Johan picks up his Lebel rifle and plods through the ankle-deep mud. He finds Willy wrapped in a tattered blanket madly scribbling a letter. Willy has lost weight, the outline of his jawbone presses against his gaunt cheeks.

“Who are you writing?” Johan asks even though he knows the answer.

“Frank Merriwell,” Willy says. “You know, Frank.”

Willy has written dozens of letters to his fictional friend for weeks. Willy is shell shocked. His eyes no longer focus on the reality around him. Captain Pire has ordered Willy to start acting like a man or face shipment to an infirmary in Paris. Johan has pressured Pire to carry out his threat, but the legion ranks are thin and Pire needs every soldier he can get. Even the crazy ones.

It starts to snow.

“Remember the game against Worcester Academy our senior year?” Johan asks, nudging Willy in the ribs. “Remember the smell of the field? The grass and clay and chalk. Coach Dawson's breath-- cheap cigars and the gin he kept hidden in the dugout. Do you remember? What a game! In the sixth inning, you punched a triple down the right field line so close to being foul it kicked up puffs of chalk.”

Willy bites the end of his pencil. “That was the only triple I ever hit.”

“A thing of beauty. You connected perfectly.” Johan pantomimed the swing. “That chubby right fielder just couldn't catch up to it. The ball kept rolling and rolling.”

“That was a good day,” Willy says and then frowns. “But we lost that game, didn't we?”

A 370-mm artillery shell explodes in front of the German trenches and the ground quakes. It is one of the new French guns commissioned in response to the large German artillery. They duck as a thunderous canopy of noise shatters the sky. The French bombardment has begun. Payback, Johan thinks, nearly giddy.

Willy shouts, “Did you know Frank Merriwell has a curve ball that can break in two directions?”

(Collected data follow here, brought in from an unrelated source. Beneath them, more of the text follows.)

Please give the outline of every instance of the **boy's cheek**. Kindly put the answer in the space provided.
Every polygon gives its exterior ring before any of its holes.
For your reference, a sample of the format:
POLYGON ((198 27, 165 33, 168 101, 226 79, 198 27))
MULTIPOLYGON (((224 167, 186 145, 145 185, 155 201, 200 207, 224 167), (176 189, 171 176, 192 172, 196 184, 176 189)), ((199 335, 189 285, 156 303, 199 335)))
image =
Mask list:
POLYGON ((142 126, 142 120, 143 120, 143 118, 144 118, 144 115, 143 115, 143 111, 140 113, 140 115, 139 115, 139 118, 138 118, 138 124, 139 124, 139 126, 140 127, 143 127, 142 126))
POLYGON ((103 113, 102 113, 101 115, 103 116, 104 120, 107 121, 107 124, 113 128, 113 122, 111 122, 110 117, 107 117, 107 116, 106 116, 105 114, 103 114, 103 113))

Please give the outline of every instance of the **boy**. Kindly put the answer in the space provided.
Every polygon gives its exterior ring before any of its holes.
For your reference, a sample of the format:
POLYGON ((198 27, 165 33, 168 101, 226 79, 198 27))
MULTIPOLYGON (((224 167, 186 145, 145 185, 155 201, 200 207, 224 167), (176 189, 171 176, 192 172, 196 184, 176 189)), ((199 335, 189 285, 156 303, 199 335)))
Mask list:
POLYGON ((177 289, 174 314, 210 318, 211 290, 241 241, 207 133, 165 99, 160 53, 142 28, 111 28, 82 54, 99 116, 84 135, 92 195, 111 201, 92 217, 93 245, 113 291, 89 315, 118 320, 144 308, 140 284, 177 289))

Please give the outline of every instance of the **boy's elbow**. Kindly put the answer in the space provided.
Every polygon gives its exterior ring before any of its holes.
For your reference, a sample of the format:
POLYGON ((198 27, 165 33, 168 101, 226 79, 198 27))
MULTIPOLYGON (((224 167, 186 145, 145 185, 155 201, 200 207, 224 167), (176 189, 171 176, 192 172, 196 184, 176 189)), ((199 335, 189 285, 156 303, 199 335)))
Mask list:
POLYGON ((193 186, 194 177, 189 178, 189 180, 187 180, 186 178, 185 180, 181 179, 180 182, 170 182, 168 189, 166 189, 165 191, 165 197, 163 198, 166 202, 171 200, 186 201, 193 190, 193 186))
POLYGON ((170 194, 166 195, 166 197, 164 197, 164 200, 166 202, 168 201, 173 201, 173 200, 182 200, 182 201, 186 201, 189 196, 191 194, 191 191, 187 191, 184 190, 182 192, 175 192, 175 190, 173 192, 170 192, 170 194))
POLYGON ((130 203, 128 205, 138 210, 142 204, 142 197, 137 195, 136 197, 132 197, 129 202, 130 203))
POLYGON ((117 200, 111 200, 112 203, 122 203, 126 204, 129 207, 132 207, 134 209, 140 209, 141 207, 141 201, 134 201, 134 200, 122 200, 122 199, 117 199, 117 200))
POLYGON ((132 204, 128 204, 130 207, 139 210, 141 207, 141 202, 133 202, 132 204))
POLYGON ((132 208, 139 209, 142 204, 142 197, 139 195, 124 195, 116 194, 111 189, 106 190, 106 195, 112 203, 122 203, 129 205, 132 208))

Shells whine overhead and explosions tremble the earth. Johan risks a glance over the parapet. Severed trees hop along the ground bouncing in time with a discarded tank and broken equipment. Klaus is torn from the frozen ground and lost in the dust and smoke.

“Good-bye, Klaus, have a good trip,” Johan whispers.

Captain Pire, his voice a shrill above the artillery and mortar blasts, marches down the trenches shouting orders to affix bayonets. The ground bucks like a wild stallion and Pire has to steady himself against the trench walls. Dirt sprays on them like rain.

Johan prays that the bombs will slaughter the Boches, but he knows they have dug in deep. The Boches always dig in deep. Not only do the Germans have the best snipers, but the best trenches as well. Behind him, hordes of rats flee the front line. Hundreds, maybe thousands, retreating from no man's land. Johan closes his eyes and presses his face against the cold dirt.

Between brief lulls in the explosions, he can hear Willy's pencil scratching paper. He has a sudden, violent urge to plunge his bayonet between Willy's shoulder blades and put the poor, crazy bastard out of his misery.

The bombardments lasts less than an hour. When the explosions cease, Johan hears nothing but the dull echo of his life drumming in his ears.

A whistle shrieks and Pire shouts, “Charge! Go! Go!”

The legionnaires scramble up the trench walls, over the tops of the parapets, and charge the German line.